Australian Soldiers in Iraq not Allowed to Blog

Inexcusable bureaucratic heavy-handedness:

"The Australian Defence Force has banned soldiers from writing online journals and has deleted blogs from troops serving in Iraq. Critics say the soldiers are being denied the very freedoms they are fighting for.

The blogs were destroyed in September, hours after pictures of Australian soldiers playing with guns surfaced on the internet in the days before the inquiry into Private Jake Kovco's death in Baghdad.

Australia's leading defence think-tank, a civil libertarian and an internet expert have blasted the move as heavy-handed, saying it denied freedom of speech and destroyed Australian history. "This shows how far behind the times the ADF is," Australian Council for Civil Liberties president Terry O'Gorman said. "If the American army allows blogs, why doesn't the Australian army?
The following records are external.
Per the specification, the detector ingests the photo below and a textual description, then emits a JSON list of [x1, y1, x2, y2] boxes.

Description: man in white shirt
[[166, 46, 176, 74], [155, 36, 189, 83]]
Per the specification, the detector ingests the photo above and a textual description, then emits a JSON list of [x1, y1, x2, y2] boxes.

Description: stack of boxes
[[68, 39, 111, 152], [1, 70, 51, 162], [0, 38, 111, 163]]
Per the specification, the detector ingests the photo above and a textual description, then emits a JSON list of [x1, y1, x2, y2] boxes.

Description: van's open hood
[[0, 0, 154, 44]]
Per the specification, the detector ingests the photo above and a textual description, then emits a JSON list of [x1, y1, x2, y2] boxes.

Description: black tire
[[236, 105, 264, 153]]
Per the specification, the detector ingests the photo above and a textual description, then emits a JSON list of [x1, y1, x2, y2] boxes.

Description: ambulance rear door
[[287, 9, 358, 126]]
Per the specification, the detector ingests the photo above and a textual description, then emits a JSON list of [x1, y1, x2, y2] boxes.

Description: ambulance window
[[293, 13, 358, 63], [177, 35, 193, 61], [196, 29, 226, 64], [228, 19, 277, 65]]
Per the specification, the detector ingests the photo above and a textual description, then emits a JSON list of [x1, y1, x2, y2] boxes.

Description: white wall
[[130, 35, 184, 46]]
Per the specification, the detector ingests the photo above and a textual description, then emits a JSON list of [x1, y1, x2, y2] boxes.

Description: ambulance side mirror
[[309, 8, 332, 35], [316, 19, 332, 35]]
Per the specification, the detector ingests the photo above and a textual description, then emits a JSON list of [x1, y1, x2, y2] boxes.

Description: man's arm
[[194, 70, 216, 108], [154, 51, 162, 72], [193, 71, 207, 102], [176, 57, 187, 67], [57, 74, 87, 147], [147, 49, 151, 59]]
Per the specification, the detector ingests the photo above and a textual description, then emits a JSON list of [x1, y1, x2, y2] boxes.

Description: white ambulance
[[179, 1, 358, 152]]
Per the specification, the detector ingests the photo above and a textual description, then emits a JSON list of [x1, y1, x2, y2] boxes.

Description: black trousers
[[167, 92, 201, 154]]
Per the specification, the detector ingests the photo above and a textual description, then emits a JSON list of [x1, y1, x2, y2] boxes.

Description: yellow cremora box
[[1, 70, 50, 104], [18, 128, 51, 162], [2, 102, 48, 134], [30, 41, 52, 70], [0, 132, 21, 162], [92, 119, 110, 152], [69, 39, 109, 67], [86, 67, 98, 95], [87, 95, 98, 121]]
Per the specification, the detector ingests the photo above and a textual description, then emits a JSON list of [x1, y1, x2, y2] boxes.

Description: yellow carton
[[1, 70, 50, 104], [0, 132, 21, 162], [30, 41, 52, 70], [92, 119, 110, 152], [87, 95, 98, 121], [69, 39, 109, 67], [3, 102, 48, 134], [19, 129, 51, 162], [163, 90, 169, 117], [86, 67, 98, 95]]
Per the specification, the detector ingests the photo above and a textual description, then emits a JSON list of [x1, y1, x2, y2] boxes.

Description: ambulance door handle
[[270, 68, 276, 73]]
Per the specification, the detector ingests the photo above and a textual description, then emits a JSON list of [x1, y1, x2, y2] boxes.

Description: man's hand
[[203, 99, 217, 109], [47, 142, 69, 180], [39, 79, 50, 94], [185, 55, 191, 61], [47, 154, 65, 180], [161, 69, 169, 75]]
If it does not pose a security threat, why are these soldiers being denied the rights of democracy that they are fighting for?"

Source


The above sounds like a good argument for posting on blogspot to me. Blogspot have a very strong (though not cast-iron) policy of "delete nothing". And it helps us to understand anonymous blogging. I use my own real name and am open about my particulars but I seem to be in a minority in doing that.